4/9/17

Palabras o papeles

            La democracia nació el día en que las palabras sustituyeron a los puños, de ahí la importancia del Parlamento, el lugar de la palabra. Durante siglos la razón era la fuerza o el interés del más fuerte, hasta que el homo sapiens descubrió, tras muchos tropiezos, que la razón debía ser del que mejor razonara. La grandeza del Parlamento es que todos sus miembros son iguales en el uso de la palabra. De la democracia decían los antiguos que era una isegoría, esto es, un lugar en el que todos tenían el mismo derecho a la palabra y, eso sí, había que ganarse las votaciones sabiendo convencer. Allí no contaba  la alcurnia ni la riqueza, sólo la capacidad de hablar y de razonar. Esto es en teoría, claro, porque a la hora de la verdad lo que cuenta en las Cortes Españolas son los votos de cada Partido político. Los viejos del lugar recordarán a Juan Mari Bandrés, un parlamentario ejemplar, casi siempre irrebatible en sus argumentaciones, pero que perdía todas las votaciones porque su Partido eran él y dos más. La fuerza de la palabra queda anulada por esa mano que levanta el funcionario del Partido que indica a los de su Grupo lo que tienen que votar: un dedo es sí; dos, no; y el puño cerrado, abstención (o como sea).


            En la reciente moción de censura al Gobierno de Mariano Rajoy, el resultado estaba cantado antes de que nadie abriera la boca, pero nos quedaba ver cómo hablaban sobre todo los nuevos. Quien ha acaparado la atención ha sido la portavoz de Unidos-Podemos, Irene Montero. Nueva, en esta plaza, se ha desenvuelto con desparpajo cantando a Rajoy las verdades del barquero. Ha lanzado contra el Presidente un torrente de casos de corrupción para concluir que "el Partido Popular es un Partido corrupto". Un veterano y prestigioso periodista ha expresado el sentir del respetable público diciendo que "ha nacido una estrella parlamentaria". ¿Es eso así?
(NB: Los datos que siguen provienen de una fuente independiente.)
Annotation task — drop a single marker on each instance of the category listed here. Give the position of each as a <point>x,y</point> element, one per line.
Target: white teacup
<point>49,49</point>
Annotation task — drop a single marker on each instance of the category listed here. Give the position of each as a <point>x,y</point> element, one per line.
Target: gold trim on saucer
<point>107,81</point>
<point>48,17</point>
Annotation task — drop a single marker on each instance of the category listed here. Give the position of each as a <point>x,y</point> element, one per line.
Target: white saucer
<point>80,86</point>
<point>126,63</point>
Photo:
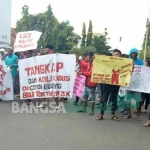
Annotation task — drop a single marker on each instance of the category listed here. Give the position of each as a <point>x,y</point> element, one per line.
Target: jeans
<point>89,92</point>
<point>113,99</point>
<point>99,90</point>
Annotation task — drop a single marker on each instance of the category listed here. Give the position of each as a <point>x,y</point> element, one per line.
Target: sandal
<point>91,114</point>
<point>81,111</point>
<point>99,117</point>
<point>138,118</point>
<point>115,118</point>
<point>146,124</point>
<point>127,117</point>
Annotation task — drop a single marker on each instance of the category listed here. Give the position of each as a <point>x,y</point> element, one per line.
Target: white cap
<point>2,50</point>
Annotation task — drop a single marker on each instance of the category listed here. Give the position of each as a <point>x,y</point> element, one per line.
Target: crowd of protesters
<point>84,66</point>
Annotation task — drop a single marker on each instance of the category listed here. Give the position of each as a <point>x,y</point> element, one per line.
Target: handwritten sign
<point>79,84</point>
<point>27,40</point>
<point>6,86</point>
<point>140,79</point>
<point>112,70</point>
<point>5,20</point>
<point>47,76</point>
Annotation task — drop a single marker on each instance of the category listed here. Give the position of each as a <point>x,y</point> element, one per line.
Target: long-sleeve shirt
<point>12,60</point>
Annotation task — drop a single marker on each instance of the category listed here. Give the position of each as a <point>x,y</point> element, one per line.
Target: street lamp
<point>147,29</point>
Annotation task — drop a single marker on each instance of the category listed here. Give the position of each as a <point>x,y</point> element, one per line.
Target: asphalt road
<point>69,131</point>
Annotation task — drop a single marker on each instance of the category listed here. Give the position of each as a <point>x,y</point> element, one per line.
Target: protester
<point>131,94</point>
<point>100,85</point>
<point>45,51</point>
<point>29,55</point>
<point>90,87</point>
<point>83,65</point>
<point>146,96</point>
<point>148,123</point>
<point>12,63</point>
<point>107,91</point>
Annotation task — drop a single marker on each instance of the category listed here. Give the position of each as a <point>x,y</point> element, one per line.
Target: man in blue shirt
<point>12,62</point>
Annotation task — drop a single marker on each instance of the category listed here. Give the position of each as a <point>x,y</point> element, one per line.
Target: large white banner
<point>140,79</point>
<point>5,20</point>
<point>6,86</point>
<point>47,76</point>
<point>26,40</point>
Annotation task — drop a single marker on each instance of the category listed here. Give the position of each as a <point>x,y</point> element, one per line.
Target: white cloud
<point>124,18</point>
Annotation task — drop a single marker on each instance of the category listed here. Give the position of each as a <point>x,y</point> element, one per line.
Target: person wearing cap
<point>29,54</point>
<point>2,53</point>
<point>12,62</point>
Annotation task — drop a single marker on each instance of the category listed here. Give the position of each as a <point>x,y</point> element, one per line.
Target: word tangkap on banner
<point>112,70</point>
<point>47,76</point>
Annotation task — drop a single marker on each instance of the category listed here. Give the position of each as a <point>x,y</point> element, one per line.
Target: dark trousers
<point>114,94</point>
<point>146,99</point>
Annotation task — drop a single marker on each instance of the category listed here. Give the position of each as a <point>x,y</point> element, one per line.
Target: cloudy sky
<point>124,18</point>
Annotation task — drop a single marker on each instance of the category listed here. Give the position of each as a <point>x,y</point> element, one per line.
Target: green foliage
<point>141,53</point>
<point>89,34</point>
<point>83,41</point>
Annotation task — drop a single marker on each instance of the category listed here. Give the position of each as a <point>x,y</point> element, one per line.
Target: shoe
<point>41,106</point>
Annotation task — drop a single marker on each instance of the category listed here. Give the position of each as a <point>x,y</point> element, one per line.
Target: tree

            Dice Aristóteles en su Poética que el buen orador tiene que establecer una relación entre su argumentación y la conclusión que saque. Ahora bien, ¿un Partido con numerosos casos de corrupción "es" un Partido corrupto? Si lo fuera habría que demonizarle, evitarle, negarle el saludo y cualquier otra forma de mano tendida. Pero eso no ocurre porque seguro que esta parlamentaria fraterniza con diputados populares, hace pacto con ellos y negocia. Y no puede ser de otro modo porque en el Parlamento se habla y, no lo olvidemos, los humanos hablamos para entendernos, en el doble sentido de darnos a entender y llegar a acuerdos. No está en el poder del lenguaje humano la capacidad de demonizar al otro, esto es, de privarle de la capacidad de que nos entienda.
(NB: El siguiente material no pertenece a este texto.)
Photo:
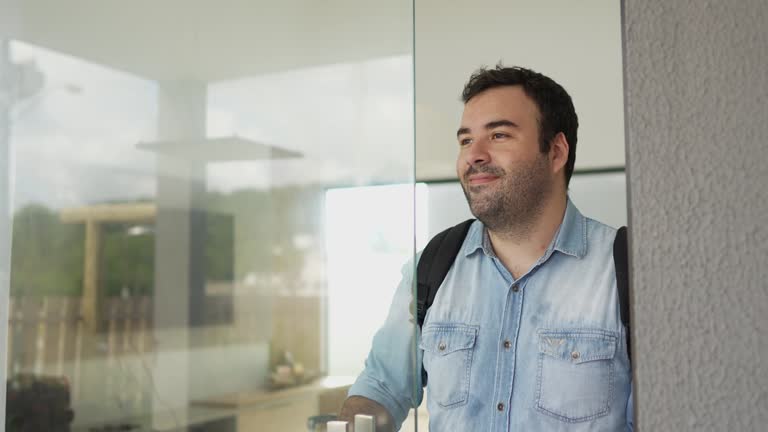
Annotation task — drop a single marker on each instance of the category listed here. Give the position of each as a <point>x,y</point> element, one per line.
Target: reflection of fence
<point>46,336</point>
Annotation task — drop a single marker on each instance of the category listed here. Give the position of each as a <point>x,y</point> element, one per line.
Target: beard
<point>515,200</point>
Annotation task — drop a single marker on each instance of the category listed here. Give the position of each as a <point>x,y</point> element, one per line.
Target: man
<point>525,333</point>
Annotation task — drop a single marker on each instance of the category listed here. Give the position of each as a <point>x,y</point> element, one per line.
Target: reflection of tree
<point>47,254</point>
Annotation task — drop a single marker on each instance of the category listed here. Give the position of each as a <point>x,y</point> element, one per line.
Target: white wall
<point>696,113</point>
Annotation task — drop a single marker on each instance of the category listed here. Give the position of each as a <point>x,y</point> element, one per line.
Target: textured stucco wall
<point>697,145</point>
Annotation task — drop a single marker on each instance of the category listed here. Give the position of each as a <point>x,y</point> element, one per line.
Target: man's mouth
<point>481,179</point>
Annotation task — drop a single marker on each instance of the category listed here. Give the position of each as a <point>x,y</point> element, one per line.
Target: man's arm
<point>390,383</point>
<point>362,405</point>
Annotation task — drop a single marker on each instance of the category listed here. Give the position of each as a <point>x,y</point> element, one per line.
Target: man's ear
<point>558,152</point>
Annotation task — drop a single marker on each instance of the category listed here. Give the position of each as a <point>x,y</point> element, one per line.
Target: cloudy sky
<point>75,142</point>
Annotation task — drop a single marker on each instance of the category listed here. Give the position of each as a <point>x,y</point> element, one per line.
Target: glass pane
<point>211,208</point>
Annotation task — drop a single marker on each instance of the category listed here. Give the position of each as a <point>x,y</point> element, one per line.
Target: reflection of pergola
<point>93,217</point>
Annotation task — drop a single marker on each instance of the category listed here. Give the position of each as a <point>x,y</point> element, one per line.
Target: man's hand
<point>362,405</point>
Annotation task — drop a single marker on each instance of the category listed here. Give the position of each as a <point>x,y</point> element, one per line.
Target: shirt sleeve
<point>392,374</point>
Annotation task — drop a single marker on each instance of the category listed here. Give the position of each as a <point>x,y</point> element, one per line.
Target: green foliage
<point>127,261</point>
<point>247,231</point>
<point>47,255</point>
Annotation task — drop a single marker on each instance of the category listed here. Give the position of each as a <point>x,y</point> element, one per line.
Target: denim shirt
<point>545,352</point>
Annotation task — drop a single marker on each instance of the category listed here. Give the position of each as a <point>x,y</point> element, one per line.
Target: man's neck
<point>520,249</point>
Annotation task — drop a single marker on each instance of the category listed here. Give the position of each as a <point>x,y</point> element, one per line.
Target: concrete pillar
<point>696,91</point>
<point>179,248</point>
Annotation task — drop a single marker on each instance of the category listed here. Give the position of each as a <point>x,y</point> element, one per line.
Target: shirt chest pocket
<point>448,351</point>
<point>575,373</point>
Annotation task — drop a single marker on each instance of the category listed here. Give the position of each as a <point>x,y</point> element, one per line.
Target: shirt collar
<point>571,237</point>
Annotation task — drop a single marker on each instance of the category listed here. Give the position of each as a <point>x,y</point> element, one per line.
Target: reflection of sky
<point>72,149</point>
<point>351,122</point>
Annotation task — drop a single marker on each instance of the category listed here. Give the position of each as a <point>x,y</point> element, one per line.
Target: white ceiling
<point>212,40</point>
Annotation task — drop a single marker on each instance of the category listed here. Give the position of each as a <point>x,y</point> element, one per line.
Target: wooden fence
<point>47,336</point>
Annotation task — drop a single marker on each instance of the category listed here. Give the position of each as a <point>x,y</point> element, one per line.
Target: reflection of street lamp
<point>25,106</point>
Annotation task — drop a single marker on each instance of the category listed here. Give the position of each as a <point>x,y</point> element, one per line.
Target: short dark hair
<point>555,105</point>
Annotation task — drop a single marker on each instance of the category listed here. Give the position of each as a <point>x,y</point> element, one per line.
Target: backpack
<point>439,254</point>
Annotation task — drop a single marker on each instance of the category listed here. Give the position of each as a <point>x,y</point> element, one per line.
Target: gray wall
<point>697,126</point>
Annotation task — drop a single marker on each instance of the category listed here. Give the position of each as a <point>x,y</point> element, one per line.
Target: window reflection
<point>174,241</point>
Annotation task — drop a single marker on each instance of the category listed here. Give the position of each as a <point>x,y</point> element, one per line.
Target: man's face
<point>505,177</point>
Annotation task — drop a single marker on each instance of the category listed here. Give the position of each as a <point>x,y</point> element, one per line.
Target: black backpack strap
<point>621,261</point>
<point>434,263</point>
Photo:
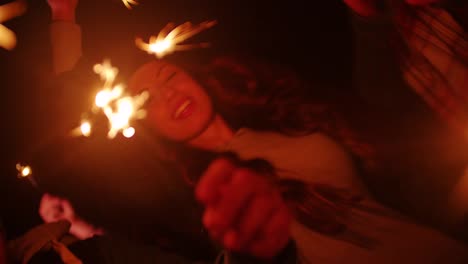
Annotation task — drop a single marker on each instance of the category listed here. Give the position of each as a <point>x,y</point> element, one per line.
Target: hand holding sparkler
<point>119,109</point>
<point>170,37</point>
<point>7,12</point>
<point>243,210</point>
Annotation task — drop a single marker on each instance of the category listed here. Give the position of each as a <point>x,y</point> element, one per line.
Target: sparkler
<point>129,3</point>
<point>25,172</point>
<point>7,12</point>
<point>170,37</point>
<point>119,109</point>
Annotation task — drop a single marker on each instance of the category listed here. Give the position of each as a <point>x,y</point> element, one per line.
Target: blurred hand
<point>63,9</point>
<point>243,211</point>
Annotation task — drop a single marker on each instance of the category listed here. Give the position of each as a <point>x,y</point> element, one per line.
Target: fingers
<point>244,212</point>
<point>218,173</point>
<point>275,236</point>
<point>234,197</point>
<point>256,216</point>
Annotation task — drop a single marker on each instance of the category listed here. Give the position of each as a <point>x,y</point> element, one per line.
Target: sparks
<point>119,109</point>
<point>23,170</point>
<point>170,37</point>
<point>7,12</point>
<point>129,3</point>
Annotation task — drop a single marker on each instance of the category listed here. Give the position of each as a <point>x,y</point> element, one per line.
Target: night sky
<point>312,37</point>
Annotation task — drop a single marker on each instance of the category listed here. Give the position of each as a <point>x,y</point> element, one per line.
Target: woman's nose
<point>166,93</point>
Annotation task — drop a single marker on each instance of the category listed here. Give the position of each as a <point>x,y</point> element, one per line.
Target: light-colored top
<point>376,233</point>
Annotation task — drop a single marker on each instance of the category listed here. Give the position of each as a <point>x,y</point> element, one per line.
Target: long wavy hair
<point>262,96</point>
<point>438,28</point>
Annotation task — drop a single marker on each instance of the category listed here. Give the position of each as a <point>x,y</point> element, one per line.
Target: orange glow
<point>7,12</point>
<point>129,3</point>
<point>23,170</point>
<point>119,109</point>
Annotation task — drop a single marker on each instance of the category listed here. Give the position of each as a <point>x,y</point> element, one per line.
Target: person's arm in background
<point>72,87</point>
<point>2,244</point>
<point>65,35</point>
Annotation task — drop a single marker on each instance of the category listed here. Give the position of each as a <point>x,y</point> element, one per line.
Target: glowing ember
<point>7,12</point>
<point>129,132</point>
<point>85,129</point>
<point>120,110</point>
<point>23,170</point>
<point>129,3</point>
<point>170,37</point>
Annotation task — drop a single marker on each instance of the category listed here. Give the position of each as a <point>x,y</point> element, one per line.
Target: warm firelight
<point>170,37</point>
<point>7,12</point>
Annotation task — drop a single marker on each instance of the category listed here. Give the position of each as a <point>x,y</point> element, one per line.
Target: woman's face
<point>178,108</point>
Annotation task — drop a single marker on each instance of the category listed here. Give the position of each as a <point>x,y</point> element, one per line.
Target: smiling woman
<point>178,106</point>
            ¿Por qué entonces demonizarle verbalmente si la práctica política desmiente ese juicio final? Pues porque lo que se pretende es provocar un shock en el espectador. La retórica de sal gorda busca el impacto y lo que entonces hay que preguntarse es qué tiene que ver el impacto con el convencimiento, el golpe emocional con la argumentación racional.

            Este tipo de retórica, sin matices, pertenece a esta (in)cultura de la pos-verdad que consiste en ganar el instante presente aunque se pierda el futuro. El hecho de que esta moda sea compartida por los demás parlamentarios, incluidos sus críticos, no rebaja la gravedad del momento. Como lo que cuenta es el impacto, no hay problema en exagerar o decir medias verdades o retorcer la lógica porque lo importante es impresionar. Una vez conseguido el efecto inmediato, poco importa reconocer al día siguiente que uno se ha equivocado. La rectificación no borrará la impresión del primer momento. La retórica de la joven parlamentaria sería la expresión ejemplar de un Parlamento que dice y se deshice sin el menor sonrojo, que sacrifica la coherencia argumental al interés del momento, que prefiere jugar un papel al uso de la palabra.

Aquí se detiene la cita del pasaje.